First-time buyers can’t seem to catch a break. It isn’t bad enough that the amount of affordable, entry-level homes on the market is at bottom-of-the-barrel levels. The stiffest competition for these first-time buyers isn’t even other buyers, but investors looking to purchase these homes and then rent them out.
Part of the reason why first-time buyers can’t seem to outbid these investors is simple; the investors just have more money to spend. As Realtor.com reports, the typical buyer of an investment home in 2015 had a median household income of $95,800, a substantially higher amount that median-income households and primary residence buyers. Additionally, investment buyers are more likely to pay cash for a home or, if they do need to take out a mortgage, they put down more than 20 percent. The average down payment for an investor was 26 percent whereas the average for an owner-occupier was only 11 percent. This,combined with much higher credit scores, means it is very hard for a ordinary buyer of one of these entry-level homes to compete.

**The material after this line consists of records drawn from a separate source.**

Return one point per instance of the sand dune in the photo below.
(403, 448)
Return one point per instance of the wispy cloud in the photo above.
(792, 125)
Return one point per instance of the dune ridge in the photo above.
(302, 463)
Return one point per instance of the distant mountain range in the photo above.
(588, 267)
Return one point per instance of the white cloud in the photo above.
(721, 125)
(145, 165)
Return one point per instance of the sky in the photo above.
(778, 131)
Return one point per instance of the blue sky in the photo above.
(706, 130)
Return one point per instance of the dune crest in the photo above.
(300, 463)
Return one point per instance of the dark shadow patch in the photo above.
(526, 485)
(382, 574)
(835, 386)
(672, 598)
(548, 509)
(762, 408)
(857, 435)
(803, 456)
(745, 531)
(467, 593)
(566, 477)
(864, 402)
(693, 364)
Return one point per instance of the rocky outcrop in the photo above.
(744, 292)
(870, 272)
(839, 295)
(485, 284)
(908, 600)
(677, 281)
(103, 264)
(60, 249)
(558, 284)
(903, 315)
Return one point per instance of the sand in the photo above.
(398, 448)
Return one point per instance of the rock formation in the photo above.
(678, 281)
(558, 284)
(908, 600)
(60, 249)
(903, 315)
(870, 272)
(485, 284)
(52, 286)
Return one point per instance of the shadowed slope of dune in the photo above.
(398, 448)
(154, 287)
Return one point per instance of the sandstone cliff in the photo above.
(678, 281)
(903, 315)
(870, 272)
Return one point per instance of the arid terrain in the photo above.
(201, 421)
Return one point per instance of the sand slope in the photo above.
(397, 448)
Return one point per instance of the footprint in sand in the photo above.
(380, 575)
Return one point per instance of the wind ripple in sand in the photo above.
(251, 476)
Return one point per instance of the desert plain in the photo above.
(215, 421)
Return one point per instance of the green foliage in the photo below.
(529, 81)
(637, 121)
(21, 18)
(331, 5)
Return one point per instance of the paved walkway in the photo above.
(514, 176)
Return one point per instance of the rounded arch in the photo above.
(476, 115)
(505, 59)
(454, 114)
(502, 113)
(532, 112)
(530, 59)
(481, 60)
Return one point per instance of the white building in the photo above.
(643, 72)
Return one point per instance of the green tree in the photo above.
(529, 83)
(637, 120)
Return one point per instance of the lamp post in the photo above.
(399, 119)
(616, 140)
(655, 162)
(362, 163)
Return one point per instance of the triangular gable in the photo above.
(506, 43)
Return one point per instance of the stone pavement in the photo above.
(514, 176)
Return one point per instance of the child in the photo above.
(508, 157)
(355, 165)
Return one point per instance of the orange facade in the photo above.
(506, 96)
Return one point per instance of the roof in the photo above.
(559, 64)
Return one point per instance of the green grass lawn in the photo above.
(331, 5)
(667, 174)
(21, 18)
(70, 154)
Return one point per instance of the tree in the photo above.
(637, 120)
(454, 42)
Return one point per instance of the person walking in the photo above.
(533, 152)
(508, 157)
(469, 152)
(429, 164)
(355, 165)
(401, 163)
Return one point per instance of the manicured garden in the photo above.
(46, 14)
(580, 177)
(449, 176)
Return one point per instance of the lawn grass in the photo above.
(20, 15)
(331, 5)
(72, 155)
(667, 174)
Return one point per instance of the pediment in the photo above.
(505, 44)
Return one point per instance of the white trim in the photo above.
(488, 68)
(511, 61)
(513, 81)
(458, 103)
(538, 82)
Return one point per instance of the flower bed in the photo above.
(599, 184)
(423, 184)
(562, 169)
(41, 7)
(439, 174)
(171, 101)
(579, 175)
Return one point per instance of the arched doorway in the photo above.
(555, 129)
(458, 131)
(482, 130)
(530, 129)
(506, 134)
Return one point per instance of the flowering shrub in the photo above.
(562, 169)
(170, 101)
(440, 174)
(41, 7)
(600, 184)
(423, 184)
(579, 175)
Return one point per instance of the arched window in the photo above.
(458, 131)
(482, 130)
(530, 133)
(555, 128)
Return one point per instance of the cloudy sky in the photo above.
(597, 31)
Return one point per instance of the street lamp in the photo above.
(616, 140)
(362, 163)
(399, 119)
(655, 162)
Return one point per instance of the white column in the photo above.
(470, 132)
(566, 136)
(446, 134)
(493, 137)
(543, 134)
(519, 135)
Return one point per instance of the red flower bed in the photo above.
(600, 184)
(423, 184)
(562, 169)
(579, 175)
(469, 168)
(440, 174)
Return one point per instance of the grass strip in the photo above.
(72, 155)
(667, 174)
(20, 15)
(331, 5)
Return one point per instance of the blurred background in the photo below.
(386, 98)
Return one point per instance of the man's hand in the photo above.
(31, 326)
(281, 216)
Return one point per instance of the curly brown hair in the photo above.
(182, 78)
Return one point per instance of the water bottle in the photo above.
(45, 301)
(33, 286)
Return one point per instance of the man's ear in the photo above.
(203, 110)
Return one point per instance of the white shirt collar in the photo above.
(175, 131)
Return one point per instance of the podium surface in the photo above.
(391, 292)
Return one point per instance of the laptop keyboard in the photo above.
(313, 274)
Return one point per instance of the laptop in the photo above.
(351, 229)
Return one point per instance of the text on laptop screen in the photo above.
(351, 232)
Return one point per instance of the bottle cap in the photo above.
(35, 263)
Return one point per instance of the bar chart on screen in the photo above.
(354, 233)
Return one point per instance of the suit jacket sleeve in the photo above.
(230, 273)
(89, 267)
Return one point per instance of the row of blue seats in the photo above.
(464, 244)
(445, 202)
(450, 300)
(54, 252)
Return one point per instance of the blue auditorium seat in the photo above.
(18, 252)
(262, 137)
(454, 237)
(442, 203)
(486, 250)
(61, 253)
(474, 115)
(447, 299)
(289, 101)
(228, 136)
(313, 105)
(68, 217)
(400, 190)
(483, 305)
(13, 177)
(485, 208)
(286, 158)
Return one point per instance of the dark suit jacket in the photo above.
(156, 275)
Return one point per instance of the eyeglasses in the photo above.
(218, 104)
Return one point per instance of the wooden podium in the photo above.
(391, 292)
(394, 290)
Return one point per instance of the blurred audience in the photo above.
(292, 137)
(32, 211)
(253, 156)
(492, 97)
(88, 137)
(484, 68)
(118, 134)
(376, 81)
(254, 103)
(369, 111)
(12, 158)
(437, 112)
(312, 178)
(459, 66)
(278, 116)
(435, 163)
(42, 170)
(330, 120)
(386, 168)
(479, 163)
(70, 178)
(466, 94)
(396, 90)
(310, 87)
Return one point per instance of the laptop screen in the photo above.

The main reason these investors are so keen to scoop up these properties is rental income. With near-zero interest rates and a record number of renters in the U.S. in 2015, it becomes apparent why people are interested in owning a rental property of their own.
Unfortunately, the climate doesn’t look as if it will change anytime soon. Those with higher income and good credit are more likely to purchase an investment or vacation home, leaving an even tighter inventory for entry-level buyers.